I'm standing on the ground, encompassed by a glass tube, I bang on the sides, shouting for someone to let me out. No one comes. Instead the ground starts to lift up, a circle as big as the one I'm standing on opens above me and the cold air hits my face. I can hear a voice talking, but I can't tell what it's saying, the platform continues to rise, my head peaks above the gap in the ceiling and the light blinds me.
I wake up. Sweat has drowned my body and I blink furiously against the office lights.
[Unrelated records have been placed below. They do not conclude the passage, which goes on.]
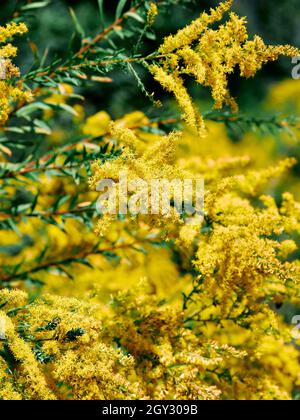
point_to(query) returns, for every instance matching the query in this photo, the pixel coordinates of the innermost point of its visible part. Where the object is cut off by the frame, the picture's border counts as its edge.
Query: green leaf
(77, 24)
(136, 17)
(37, 5)
(27, 110)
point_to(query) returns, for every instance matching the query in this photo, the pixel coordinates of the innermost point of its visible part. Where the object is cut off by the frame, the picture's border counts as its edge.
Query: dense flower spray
(8, 91)
(210, 56)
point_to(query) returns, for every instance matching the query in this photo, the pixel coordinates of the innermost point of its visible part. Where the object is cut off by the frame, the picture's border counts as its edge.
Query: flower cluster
(9, 92)
(210, 56)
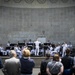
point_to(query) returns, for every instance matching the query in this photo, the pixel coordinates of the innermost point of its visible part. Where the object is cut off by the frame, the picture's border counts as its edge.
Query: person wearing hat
(27, 64)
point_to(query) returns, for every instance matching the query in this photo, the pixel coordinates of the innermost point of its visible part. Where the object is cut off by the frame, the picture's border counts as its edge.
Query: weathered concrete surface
(54, 21)
(35, 71)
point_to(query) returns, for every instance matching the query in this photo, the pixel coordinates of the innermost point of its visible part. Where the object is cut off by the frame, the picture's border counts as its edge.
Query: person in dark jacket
(43, 64)
(1, 65)
(27, 64)
(67, 61)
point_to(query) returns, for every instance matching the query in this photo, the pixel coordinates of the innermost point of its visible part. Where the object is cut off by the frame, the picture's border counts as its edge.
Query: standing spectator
(8, 43)
(67, 61)
(1, 65)
(44, 64)
(27, 64)
(37, 43)
(12, 65)
(55, 67)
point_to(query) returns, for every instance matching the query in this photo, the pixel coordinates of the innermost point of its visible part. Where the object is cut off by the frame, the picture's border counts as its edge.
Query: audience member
(44, 64)
(27, 64)
(55, 67)
(37, 43)
(1, 65)
(67, 61)
(12, 65)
As my senses slowly return I notice the little TV flashing blue and white as a woman's voice announces that there is an important announcement for the Capitol citizens. I moan groggily and sit up straight as the face of President Paylor hits the camera, the time on the corner of the screen reads 4:30am. This is an important announcement.
"Ladies and Gentlemen of the Capitol and of Panem," she begins, my attention slacks a little. "It is my duty to inform you of a motion that was passed before the death of our former president, President Coin." My eyes flit up at the tone in her voice and I scan her face. She is tired, exhausted in fact, her face looks resigned and upset, what is so important that she has evidently spent all night discussing it with her government? That it is to be announced at half four in the morning? My eyes narrow.
"This year, 24 capitol children are to compete in the 76th, and final, Hunger Games."